We've had a couple of Subversion outages recently. As usual, development ground to a halt. People couldn't update their projects, couldn't get the history - we shelved some changes in Intellij for checkin later in the day... in short a pain we could live without. Such is life with centralised version control.

Since the advent of bitbucket I've been using Mercurial a lot for my own projects, so thought why not try it at work as a fallback for when subversion is down. Here's the quick recipe for Ubuntu based on this:

sudo apt-get install mercurial python-subversion
hg clone http://bitbucket.org/durin42/hgsubversion
cd hgsubversion
sudo python setup.py install

Edit ~/.hgrc and add

[extensions]
hgsubversion=

Now clone your repo with something like this:

hg clone svn+http://myhost.com/myrepo

You can push and pull your changes to subversion using regular "hg push" and "hg pull".

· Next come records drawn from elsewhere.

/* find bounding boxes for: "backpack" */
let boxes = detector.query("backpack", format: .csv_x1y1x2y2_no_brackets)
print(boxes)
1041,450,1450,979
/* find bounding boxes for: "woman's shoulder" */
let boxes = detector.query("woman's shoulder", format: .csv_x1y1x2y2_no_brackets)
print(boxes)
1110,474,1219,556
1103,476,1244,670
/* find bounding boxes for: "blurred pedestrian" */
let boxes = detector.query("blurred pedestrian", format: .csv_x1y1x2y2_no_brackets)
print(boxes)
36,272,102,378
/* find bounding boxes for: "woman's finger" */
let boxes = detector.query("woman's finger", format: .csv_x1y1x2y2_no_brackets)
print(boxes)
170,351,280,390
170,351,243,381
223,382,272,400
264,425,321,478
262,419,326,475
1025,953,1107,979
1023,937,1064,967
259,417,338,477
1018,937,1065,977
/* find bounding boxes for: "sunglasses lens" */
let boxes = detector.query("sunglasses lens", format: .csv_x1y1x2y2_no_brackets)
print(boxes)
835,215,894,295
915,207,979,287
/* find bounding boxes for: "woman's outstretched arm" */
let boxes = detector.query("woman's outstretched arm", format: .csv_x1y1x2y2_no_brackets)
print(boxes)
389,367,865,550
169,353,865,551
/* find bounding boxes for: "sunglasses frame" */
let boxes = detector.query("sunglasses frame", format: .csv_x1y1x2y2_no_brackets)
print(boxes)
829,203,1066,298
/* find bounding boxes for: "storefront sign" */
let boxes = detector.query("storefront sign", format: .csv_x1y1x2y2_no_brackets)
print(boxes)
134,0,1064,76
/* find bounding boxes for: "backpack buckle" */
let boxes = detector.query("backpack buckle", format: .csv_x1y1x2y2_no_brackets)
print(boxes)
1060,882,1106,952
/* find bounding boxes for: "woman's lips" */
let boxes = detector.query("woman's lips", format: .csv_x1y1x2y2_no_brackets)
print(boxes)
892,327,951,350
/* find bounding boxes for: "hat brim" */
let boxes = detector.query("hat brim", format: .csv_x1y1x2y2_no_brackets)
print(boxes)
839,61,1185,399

Works beautifully in Intellij too, but just make sure to:

  • Install Mercurial plugin
  • Recreate your project file if you have it checked into Subversion, Intellij will still think it's a subversion project despite the lack of .svn dir and presence of .hg. If you are using Maven you can just open your pom.xml to do this.
  • Remember that a Ctrl-K checkin is only checking into your local Mercurial. If you need to push changes to Subversion you'll have to issue a push command from the Mercurial menu.

I'm sure there's some gotcha's that might come up (seems like merging is one) - but on the face of it, it seems to work pretty well. 

I'll post windows instructions later when I get around to it - but this post seems to be pretty complete. Also don't confuse hgsubversion project with hgsvn (which has a deb package) - hgsvn looks to be deprecated in favour of hgsubversion.